I'd also recommend participating in some USA Archery pin shoots - these are organized like competitions, but everyone is just shooting for their personal best trying to earn the next pin. These shoots are a very good way to track your own progress and learning how to shoot under some pressure. 

Here's the outdoor scoring matrix:


https://www.usarchery.org/resources/outdoor-adult-achievement-scoring-matrix-250319071309.pdf






JewelCity681 said:


> Any training techniques, mental practice, or strategies would be very appreciated.


A lot of good books have been written on these topics and I'd recommend starting with these:


Larry Wise: Core Archery
Lanny Basham: With Winning in Mind


----------



## rich ten ring (Jul 21, 2021)

JewelCity681 said:


> I'm an incredibly amateur archer.
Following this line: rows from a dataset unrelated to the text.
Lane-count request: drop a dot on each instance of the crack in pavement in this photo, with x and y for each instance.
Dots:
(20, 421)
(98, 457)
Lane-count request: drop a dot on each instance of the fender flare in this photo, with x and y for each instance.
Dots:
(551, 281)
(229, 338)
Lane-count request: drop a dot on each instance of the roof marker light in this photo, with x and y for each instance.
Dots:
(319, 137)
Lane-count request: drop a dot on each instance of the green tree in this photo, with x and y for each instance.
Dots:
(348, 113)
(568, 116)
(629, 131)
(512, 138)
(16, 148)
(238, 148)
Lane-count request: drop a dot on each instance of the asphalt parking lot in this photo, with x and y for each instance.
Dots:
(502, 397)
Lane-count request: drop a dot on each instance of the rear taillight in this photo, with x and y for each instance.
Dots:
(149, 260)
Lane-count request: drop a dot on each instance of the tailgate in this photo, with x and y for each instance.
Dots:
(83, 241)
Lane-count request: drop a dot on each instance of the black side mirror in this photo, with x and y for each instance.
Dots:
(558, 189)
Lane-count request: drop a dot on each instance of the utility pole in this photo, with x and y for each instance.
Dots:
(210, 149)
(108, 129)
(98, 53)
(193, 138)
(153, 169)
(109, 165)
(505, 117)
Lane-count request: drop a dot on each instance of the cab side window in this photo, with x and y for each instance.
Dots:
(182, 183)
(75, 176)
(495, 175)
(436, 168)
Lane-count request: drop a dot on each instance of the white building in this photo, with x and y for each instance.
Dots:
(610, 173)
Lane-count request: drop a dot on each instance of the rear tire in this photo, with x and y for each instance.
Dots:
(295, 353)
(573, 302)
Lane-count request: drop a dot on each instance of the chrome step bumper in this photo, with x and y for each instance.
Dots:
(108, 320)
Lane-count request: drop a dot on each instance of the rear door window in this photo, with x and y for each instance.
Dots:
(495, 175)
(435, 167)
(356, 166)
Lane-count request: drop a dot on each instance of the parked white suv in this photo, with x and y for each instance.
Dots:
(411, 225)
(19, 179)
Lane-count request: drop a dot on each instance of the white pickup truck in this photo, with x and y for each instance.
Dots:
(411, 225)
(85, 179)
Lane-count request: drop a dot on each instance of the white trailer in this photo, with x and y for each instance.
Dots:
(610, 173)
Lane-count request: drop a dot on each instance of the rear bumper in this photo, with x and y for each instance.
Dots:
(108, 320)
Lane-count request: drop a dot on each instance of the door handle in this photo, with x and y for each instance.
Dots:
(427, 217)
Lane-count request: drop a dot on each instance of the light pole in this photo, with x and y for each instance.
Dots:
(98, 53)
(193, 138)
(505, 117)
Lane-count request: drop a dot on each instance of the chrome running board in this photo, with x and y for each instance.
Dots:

I have some days where I think I could beat anyone, but for every one of those days I have 20 where it feels like I just picked up a bow for the first time.
> 
> My mental game seems to be the most limiting factor, which seems to be maybe the most important factor in sustained success. My local 3D range, which is very tough with average shot around 43 yards or so... I am very capable of shooting 16-20 up but also have days of 4-8 down.
> 
> ...


back in the 70ds ,there was a book (I thing it was call zen in the art of archery) if you can find it read it ,it will help


----------



## xdr (Dec 22, 2019)

Zen in the art of archery by Eugen Herrigel <— great book!

what about the PSE shooting school in Tucson? 2 day class taught by Alexander Kirillov. He has great credentials and the description of the class seems like it would be helpful for upping your game


----------



## baller (Oct 4, 2006)

Larry's book is good. Also look for a copy of "The simple art of winning" by Rick McKinney....good stuff. 

So book fill you with knowledge and lingo.....time for a trained eye to show you how it's done so you can associate lingo with feels under the coach's watchful eye. We don't shoot in front of mirrors so unfortunately we have to learn what "correct" feels like. 

PSE Shooter school is a great experience. They have a good teaching foundation, and lots of history.....Alex is awesome!!!!


----------



## kballer1 (Aug 31, 2010)

For a great coach Frank Pearson Tucson, AZ. Been there & done it with fingers-recurve & also compound & recurve.


----------



## Singrun (11 mo ago)

Are they any archery books in german? I mean my club coach say iam talented first time i ever shoot a bow he say my stand is good but my most problems are strengh qith holding the wight of the bow itself (not the drawwight) at long arm okay that will incrrase from itself but i hate to write mandalas woth my scope on the target......

And rhe most important thing mind and breath technicues 😅
Sry my english is a piece o nothing my klingonic is better but i hope you understand what i try to say 😅


----------



## Since1985Tx (Jan 19, 2021)

Singrun said:


> Are they any archery books in german? I mean my club coach say iam talented first time i ever shoot a bow he say my stand is good but my most problems are strengh qith holding the wight of the bow itself (not the drawwight) at long arm okay that will incrrase from itself but i hate to write mandalas woth my scope on the target......
> 
> And rhe most important thing mind and breath technicues 😅
> Sry my english is a piece o nothing my klingonic is better but i hope you understand what i try to say 😅


_Singrun, A very nice & informative book that a lot of archers own as well as myself.
It's called:

*Total Archery
Inside the Archer
___*
by* KiSik Lee *
&* Tyler Benner*

(edition 3)....

see: www.AstraArchery.com

Comes in an ebook or a printed book. The book is printed in English, *German* and Czech._


----------



## Singrun (11 mo ago)

Since1985Tx said:


> _Singrun, A very nice & informative book that a lot of archers own as well as myself.
> It's called:
> 
> *Total Archery
> ...


Ah okay thx i try to get a view inside but looks like only for recurve 😅 but iam only compound


----------